It is widely acknowledged among learned circles that a larger drawdown of inventory of stock of foodgrain (some of which rots) and corresponding subsidy payment is limited by current accounting policies of the government not shifting to an accrual basis.
Specifically, drawdown of foodgrain stocks by Food Corporation of India (FCI) and distribution to fair price shops is restricted to the provision of cash subsidy in the budget of food ministry. Out of a budget of Rs 88,000 crore as observed in the accounts for 2010-2011, expenditure on revenue account is Rs 66,328.99 crore (about 0.7 per cent of the GDP), of which the subsidy to FCI is Rs 50,729 crore and another Rs 12,200 crore is to state governments.
These payments are booked in the appropriation accounts of the government and constitute the backbone of food security for millions of citizens below the poverty line and are being sought to be enhanced in the Food Security Act (FSA).
Such expenditure contributes directly to fiscal deficit, as would all uncovered subsidy amounts, which strikes a paradoxical note since food subsidy leads to human capital formation and is desirable in our country, albeit with improved targeting and prevention of leakages.
For sale of foodgrains to identified persons under the system of fair price shops, the cash payment from the government to FCI is imperative. The current ‘Cash System of Accounts’ adopted by the government does not permit keeping any expenditure as ‘payable’ such that there would appear a ‘receivable’ figure for the same amount in the books of FCI, which uses an accrual system of accounting.

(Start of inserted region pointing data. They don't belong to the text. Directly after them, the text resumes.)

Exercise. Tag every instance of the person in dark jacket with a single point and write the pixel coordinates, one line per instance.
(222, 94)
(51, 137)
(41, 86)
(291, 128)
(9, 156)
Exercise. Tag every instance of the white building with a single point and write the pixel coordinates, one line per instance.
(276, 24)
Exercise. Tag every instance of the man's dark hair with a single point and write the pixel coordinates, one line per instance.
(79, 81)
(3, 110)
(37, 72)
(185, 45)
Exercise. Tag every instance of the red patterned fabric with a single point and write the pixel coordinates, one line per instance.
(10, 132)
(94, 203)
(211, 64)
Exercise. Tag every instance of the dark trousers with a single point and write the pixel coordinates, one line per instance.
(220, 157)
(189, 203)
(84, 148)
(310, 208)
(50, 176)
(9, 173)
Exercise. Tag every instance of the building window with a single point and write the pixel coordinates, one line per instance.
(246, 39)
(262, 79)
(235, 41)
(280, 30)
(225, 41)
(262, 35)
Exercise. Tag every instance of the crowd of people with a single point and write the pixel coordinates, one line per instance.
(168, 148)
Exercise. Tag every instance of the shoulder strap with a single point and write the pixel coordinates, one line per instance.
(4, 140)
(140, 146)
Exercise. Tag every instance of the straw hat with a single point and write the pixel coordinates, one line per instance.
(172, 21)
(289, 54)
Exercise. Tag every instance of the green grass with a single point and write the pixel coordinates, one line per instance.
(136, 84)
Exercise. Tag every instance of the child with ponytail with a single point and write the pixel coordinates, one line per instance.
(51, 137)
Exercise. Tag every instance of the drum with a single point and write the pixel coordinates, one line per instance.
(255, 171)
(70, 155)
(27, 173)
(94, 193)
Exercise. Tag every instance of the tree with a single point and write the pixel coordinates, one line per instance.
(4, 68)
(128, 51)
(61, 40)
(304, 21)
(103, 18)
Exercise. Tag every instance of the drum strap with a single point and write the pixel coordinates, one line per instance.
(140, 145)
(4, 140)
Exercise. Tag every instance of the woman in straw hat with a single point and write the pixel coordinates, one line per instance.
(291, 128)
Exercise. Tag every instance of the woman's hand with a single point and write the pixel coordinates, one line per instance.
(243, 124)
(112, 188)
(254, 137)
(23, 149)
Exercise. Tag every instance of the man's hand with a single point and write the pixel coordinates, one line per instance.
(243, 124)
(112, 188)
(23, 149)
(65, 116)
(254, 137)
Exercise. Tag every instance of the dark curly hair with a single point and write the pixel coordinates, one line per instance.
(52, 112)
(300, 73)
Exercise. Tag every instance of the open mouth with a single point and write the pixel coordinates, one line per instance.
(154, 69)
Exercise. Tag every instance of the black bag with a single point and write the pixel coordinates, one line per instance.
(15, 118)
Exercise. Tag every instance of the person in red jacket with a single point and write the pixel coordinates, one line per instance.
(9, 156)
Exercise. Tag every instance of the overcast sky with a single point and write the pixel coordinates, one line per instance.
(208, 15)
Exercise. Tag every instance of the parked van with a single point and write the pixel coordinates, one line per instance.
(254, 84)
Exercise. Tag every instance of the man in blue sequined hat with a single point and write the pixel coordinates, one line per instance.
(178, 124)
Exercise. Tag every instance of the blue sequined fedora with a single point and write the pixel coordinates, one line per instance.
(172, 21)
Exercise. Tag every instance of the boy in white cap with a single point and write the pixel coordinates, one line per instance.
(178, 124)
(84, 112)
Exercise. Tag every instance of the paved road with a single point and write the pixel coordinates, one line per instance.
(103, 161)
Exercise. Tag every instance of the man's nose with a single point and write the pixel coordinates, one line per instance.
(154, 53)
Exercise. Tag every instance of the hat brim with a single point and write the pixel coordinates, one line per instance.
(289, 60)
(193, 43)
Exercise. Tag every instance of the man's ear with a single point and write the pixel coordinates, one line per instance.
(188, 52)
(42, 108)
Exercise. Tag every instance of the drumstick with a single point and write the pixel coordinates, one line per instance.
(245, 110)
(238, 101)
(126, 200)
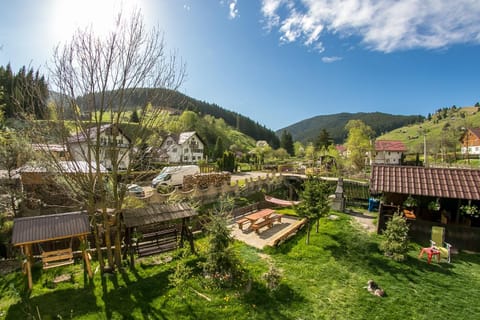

Any form of delayed payment or issue of IOU in lieu of cash, would still warrant recording a ‘payable’ in the books of the government in favour of FCI or increase indebtedness. This would still not reduce fiscal deficit pressures that operate on government and constrain increases in food subsidy, which on estimates of expenditure in 2012-13 is about 1 per cent of the GDP.
Soon the balance sheet of FCI would reflect a large receivable figure which would need to be cashed by FCI to continue its operations of procuring at MSP and selling at FSA prices.
The solution has to be one with no further adverse effects on the fiscal position of government and so the burden of payment would have to be borne by other entities.